A town centre business that is marking 15 years on the high street has no plans to change ahead of its milestone anniversary.
Congleton Hearing Centre, on Duke Street, opened for the first time in 2008. This week, its two original team members were among those celebrating a decade and a half of solving hearing problems from the same office.
The secret behind its success, according to owner Anthony Berg, is the fact that the business has undergone few changes since day one.
“It’s how we remember shop service used to be, except with all the latest cutting-edge technology,” he explained.
When Mr Berg, (54), entered the industry, hearing aids were adjusted with tiny screwdrivers. Now, they are powered by technologies such as wi-fi and Bluetooth, with impressive features such as language translation and the ability to detect when an elderly user has fallen.
Sharing the shop with him is receptionist Kay Brough, who has been with the business from the start, and newcomer Jane Heyes.

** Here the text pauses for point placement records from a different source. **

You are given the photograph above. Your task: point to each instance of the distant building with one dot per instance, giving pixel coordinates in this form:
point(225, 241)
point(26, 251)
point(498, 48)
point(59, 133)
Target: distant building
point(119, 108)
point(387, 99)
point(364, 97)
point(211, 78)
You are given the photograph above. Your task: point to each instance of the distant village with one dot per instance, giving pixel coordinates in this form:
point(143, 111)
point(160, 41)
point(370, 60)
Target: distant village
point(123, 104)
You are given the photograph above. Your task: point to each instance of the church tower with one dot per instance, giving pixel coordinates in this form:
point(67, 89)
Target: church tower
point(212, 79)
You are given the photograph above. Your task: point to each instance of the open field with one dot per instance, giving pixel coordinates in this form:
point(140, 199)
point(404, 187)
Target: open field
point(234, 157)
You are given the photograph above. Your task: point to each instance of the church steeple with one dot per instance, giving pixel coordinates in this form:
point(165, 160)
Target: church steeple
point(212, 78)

Part of the appeal of the hearing centre is its familiarity and homeliness – many of the customers have been known to visit simply for a chat with staff.
Mr Berg continued: “Originally, I had plans to open multiple shops, but with the success of what we’ve got in Congleton, we feel that we would be losing some of that personal touch, so we’re happy to keep it as it is.
“That’s also the reason why we haven’t moved to big, brash premises. We’ve changed very little since day one, which is normally a sign that you know what you’re doing. You’d never come in and find a disinterested member of staff behind the desk.”
Because it is an independent company, the business can stock the widest variety of hearing aids from every manufacturer and can often get new hearing aids before the bigger companies. Mr Berg has been approached by national firms with offers to buy the business, but Congleton Hearing Centre has always opted to keep things local.
A customer’s visit begins with a consultation in which the main issues are identified, before a thorough test and a discussion about hearing aid options, sizes and capabilities takes place. Customers are given a rehabilitation plan and aftercare is free and unlimited.
Congleton Hearing Centre also offers wax removal, which is free for those who have purchased hearing aids.
As well as Congleton, the shop provides hearing aids for people in areas such as Alsager, Biddulph, Knypersley, Sandbach and Holmes Chapel.
While most customers are seen in the shop, staff carry out home visits for those with mobility issues. The shop also works with two opticians in Poynton and Glossop to provide hearing aids as well.
Testament to the shop’s reputation is the impressive reach of the brand – former Congletonians living abroad send their devices back from time to time from as far afield as Australia, Thailand and Spain for quick fixes and adjustments, before their hearing aids are posted back to them.
And as hearing aids get more discreet, more and more people are tackling their hearing loss earlier. Approximately 9m people in the UK suffer from hearing loss, but more are seeking the help they need.
Mr Berg explained: “People are realising that investing in good quality hearing aids is not a luxury but a necessity.”
He raised a glass to 15 years of business with his team.